私はその方のところへ歩み寄り、自分自身の体験談を交えて、
私なりの考えを申し上げた。それは
「厳しい⇔優しいという軸ではなく、軸を変えてみたら
私の場合とても効果が上がるようになりました。
その軸とは、冷たい⇔温かいという軸なのです」
と、身振り手振りをまぜてお伝えしたのです。
ところで好きという感情の逆は、何でしょうか?
今一度考えてみてください。
私の意見は、嫌いではなく無関心だと思います。
人がストレスを感じる時は、相手から否定される時(ただ反論の
余地あり)も一つですが、無関心や無視、そして断絶・拒絶
(反論の余地すらなし)といった自尊心や自分の存在そのものを
傷つけられた時ではないでしょうか。
これまで通り、厳しい⇔優しいという軸で相手を見て、
関わり方を磨くテクニックも有効かもしれません。
しかし、意外と自分の部下への温かさの不足に気づかぬままに、
人間関係の原点で躓(つまづ)いていながら、
うわべだけのテクニックで何とかしようといった上司や
リーダーが多いのではないでしょうか。
(事実、恥ずかしながら以前の私はこの点に気づいておらず、
数々の失敗をしてきました。)
講演会から戻り、この温かさを大切にする原点について
もう一度ひも解きたいという想いから、ある書籍を手にとってみた。
以前、部下育成にまだ我流で臨んでいた私が、
大きな転機を迎えたのはこの著者との出会いであったことに
間違いはない。
伊藤重平先生の
「愛は裁かず〜子供が立ち直る決め手になったもの〜」
これがその題名である。
先生は非指示的療法を創設し新時代のカウンセリングを築いた
カールロジャースに影響を受け、親や学校で不適応を起こしていた
子供を数多く救ってきた方である。
今ではこれに近い言葉を多く耳にするかもしれないが、
伊藤先生は三十年も前からブレずに一貫してこの考えを
伝えてこられた方である。
私が何度となくこころに刻んできた言葉を一例としてご紹介しよう。
「愛は許しの中にある」
「『許してやる』のではなく、『許すのが当然』と理解した時、
人は本当に許すことができる。
『ありがたく思え』というような恩を着せる言葉や思いが
消え去っていたら本物である。
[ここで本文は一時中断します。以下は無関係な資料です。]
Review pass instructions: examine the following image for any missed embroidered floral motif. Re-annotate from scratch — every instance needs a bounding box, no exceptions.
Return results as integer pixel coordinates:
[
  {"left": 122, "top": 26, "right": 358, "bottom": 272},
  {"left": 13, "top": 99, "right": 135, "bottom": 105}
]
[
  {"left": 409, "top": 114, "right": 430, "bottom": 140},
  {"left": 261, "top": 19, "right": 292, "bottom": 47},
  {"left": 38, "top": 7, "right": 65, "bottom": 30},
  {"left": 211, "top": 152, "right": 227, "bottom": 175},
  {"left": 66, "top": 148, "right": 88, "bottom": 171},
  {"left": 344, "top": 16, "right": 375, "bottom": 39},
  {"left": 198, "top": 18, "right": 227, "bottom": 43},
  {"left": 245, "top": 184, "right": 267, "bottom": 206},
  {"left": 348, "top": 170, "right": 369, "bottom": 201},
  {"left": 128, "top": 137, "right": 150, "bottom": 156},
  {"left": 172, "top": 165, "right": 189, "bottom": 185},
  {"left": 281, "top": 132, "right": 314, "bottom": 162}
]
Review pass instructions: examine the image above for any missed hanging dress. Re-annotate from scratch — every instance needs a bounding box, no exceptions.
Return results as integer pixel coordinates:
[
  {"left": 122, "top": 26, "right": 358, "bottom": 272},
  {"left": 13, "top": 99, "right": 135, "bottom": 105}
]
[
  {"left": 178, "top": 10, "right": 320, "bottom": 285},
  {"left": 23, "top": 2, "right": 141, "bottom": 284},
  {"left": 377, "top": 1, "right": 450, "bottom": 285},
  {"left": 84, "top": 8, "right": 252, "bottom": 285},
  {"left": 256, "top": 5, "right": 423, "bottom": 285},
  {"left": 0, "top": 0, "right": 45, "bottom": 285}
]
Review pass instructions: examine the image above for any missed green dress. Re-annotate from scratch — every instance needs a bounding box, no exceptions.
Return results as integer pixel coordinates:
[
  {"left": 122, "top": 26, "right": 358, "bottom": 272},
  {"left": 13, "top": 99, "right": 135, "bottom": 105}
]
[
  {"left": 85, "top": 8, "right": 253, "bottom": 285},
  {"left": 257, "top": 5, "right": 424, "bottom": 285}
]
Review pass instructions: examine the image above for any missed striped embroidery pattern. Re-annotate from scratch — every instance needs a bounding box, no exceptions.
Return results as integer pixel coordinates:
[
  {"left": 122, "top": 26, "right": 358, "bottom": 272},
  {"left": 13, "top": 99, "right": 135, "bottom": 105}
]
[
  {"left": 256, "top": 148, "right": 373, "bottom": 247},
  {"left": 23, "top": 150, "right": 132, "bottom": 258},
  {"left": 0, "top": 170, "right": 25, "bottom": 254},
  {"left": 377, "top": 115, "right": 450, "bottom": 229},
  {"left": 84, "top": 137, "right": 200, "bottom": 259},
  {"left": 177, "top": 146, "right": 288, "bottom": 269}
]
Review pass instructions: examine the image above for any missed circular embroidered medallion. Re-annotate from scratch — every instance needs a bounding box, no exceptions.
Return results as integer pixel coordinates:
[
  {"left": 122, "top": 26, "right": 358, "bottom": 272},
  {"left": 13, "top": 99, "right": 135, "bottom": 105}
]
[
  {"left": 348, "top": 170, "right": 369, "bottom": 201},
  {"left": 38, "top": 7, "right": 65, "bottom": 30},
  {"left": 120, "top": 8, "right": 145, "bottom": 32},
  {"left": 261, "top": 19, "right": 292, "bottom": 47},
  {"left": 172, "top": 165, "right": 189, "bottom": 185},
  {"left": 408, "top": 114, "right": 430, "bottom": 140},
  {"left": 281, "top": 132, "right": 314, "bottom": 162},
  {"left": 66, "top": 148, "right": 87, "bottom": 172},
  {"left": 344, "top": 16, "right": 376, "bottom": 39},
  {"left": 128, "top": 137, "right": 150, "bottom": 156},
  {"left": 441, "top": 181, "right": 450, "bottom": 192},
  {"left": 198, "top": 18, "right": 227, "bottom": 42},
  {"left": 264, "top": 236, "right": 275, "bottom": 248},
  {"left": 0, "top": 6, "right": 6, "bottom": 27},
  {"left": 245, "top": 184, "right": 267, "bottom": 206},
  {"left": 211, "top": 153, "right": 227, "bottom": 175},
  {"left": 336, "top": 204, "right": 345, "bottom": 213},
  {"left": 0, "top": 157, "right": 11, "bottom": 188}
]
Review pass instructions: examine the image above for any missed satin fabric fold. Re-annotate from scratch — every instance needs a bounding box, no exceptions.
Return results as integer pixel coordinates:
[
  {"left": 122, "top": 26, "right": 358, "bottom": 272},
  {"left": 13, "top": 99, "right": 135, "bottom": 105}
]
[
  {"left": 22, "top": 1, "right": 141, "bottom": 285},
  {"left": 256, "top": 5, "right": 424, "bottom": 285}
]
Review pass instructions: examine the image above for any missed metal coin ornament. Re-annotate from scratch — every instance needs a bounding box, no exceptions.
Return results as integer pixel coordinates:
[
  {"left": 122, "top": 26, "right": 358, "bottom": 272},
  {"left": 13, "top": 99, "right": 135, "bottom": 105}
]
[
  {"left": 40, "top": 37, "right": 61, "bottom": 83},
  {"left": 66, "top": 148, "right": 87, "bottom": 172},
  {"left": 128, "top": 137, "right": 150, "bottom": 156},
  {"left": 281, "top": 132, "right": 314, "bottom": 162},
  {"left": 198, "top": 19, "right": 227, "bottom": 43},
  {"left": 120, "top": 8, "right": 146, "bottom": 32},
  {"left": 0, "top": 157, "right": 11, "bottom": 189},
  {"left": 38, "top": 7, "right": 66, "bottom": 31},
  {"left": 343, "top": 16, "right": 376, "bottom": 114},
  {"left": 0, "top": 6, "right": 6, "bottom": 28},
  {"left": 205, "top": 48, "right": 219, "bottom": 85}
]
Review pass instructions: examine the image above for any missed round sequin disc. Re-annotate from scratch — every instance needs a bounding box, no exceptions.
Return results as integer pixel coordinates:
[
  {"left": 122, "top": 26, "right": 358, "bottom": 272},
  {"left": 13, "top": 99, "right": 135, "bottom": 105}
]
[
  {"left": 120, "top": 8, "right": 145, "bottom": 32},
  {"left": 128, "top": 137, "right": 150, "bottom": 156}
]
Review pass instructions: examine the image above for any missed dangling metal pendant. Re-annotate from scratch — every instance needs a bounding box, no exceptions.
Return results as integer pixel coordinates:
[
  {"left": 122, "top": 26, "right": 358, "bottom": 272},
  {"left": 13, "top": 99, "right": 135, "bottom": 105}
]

」
「子供が困った子であるとの認知から、悩める子であるとの認知に
転換した時、子供は(真に)救われる ※子供や子を、部下に
置き換えてみれば、ビジネスの場面でも感じるものが実に多くある」
「(その人が相手に抱く)憎しみには(その人自身に)不安が伴い、
愛にはやすらぎが伴う」
私は、講演会でのご質問がきっかけとなり、
伊藤先生の著書を久しぶりに再読する中で、
自分自身が体質になっていることと、
まだまだ身に付いていないものの両面が身近に見えてきた。
特に、ビジネスの現場で強く感じるのは、
「上長が部下を裁き、部下がやる氣を失う」
とまではいかないが、
「部下を批評することで、部下から言葉そのものを上長が
奪っている」
ということだ。
部下の感じたこと、考えていることを尊重せずに、
上長の意見や論評、そして何より「価値があるかどうかの評価(裁き)」
を押し付けてはいないだろうか。
そしてそこからは意外と沈黙という反発だけしか残らないのでは
なかろうか。
人は批評された時に、次回から貝の様に口をつぐんでしまうのかも
しれない。
部下や周りの人の言動・態度や素行は、
実はリーダーである自分が源であるという視点から見ると、
部下育成や人との関係といったことの原型が見えてくる。
あなたご自身は何を感じ、何に取り組んでおられますか?
「厳しい⇔優しいという軸ではなく、冷たい⇔温かいという軸」
「愛は許しの中にある」
「困った子(部下)であるとの認知から、
悩める子(部下)であるとの認知へ」
「憎しみには不安が伴い、愛にはやすらぎが伴う」
「部下を批評することで、部下から言葉そのものを
上長が奪っている」
1) あなたとは、部下に優しい人、厳しい人、それともどの様な人?
2)あなたは部下を批評して(裁いて)おられますか、
それとも尊重して(許して)おられますか?
そしてそこから何を得ておられますか?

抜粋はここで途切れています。